We are, after all, adults. We can be adept at displaying some form of civility, either genuine or otherwise.
Of course, I'll regret saying whatever it was I just said.
I'll try to backtrack. Or apologize. I'll startle awake in the middle of the night with the memory, still fresh and vivid, though it may be years later.
You'd think I'd learn.
Or at least adapt.
Honestly, I don't believe I'm unique.
Most of us say things we wish we hadn't.
Most of us come across in some way we hadn't intended.
We make mistakes that seem huge and unfixable.
And some of us will pay a price that isn't at all justified.
Honestly, I mostly feel lucky.
These are the things that passed through my mind as I watched the Netflix adaptation of Jay Asher's novel about teen suicide, "Thirteen Reasons Why."
My daughter, you see, started watching the series without me.
She had viewed two episodes before deciding, on her own, it wasn't something she was ready to handle.

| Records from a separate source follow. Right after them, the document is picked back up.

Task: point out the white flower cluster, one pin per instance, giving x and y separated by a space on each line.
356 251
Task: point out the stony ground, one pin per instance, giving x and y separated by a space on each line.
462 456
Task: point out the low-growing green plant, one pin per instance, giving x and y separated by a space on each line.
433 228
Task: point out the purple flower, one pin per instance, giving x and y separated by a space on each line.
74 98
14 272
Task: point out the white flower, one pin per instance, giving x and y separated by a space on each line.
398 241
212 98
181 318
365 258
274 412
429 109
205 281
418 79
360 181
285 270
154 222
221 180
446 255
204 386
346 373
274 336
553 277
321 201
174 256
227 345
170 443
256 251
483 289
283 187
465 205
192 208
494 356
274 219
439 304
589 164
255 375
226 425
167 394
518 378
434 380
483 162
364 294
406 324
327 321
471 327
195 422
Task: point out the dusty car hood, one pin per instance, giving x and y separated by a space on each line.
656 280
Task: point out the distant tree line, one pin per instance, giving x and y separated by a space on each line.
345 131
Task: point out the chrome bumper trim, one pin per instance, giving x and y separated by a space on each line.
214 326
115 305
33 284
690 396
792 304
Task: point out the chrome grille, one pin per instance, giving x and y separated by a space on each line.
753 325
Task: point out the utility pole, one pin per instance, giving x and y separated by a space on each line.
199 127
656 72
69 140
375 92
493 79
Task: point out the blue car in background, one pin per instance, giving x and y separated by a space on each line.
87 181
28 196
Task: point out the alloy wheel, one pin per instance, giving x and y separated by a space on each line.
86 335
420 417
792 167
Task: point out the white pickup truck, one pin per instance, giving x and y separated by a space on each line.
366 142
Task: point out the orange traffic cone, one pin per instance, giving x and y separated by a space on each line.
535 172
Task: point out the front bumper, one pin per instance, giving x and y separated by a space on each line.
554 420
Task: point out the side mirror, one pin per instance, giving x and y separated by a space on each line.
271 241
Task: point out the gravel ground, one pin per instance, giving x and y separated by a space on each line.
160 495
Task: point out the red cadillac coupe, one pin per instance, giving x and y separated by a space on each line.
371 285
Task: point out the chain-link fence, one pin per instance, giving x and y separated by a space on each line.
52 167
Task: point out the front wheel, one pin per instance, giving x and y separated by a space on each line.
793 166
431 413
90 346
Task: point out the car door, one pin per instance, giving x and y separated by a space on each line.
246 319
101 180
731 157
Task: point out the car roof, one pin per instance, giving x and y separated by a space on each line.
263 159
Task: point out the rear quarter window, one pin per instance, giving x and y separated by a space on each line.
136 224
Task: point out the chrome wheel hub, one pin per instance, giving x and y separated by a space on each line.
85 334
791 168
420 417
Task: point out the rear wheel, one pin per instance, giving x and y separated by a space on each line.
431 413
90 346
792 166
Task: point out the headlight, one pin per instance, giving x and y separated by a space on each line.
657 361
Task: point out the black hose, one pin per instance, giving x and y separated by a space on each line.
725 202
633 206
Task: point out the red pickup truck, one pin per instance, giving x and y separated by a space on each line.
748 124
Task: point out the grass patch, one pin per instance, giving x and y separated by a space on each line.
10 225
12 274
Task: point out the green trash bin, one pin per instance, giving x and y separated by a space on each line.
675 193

Once I tuned in, I could understand why.
The title was a misnomer: there wasn't just an odd number of reasons that had gone undetected. The list seemed an infinite distraction. The real cause went beyond bullying. It settled in the place between criminal law and mental health. Where the system we've created seems to fail just about everyone who can't "just move past it."
I have to admit; I think we adults can learn a lot from 13 Reasons.
Perhaps the most important of which is to accept that we can't ever know all there is to know, and our answers are not always correct. Our best hope is to stop talking and to start listening.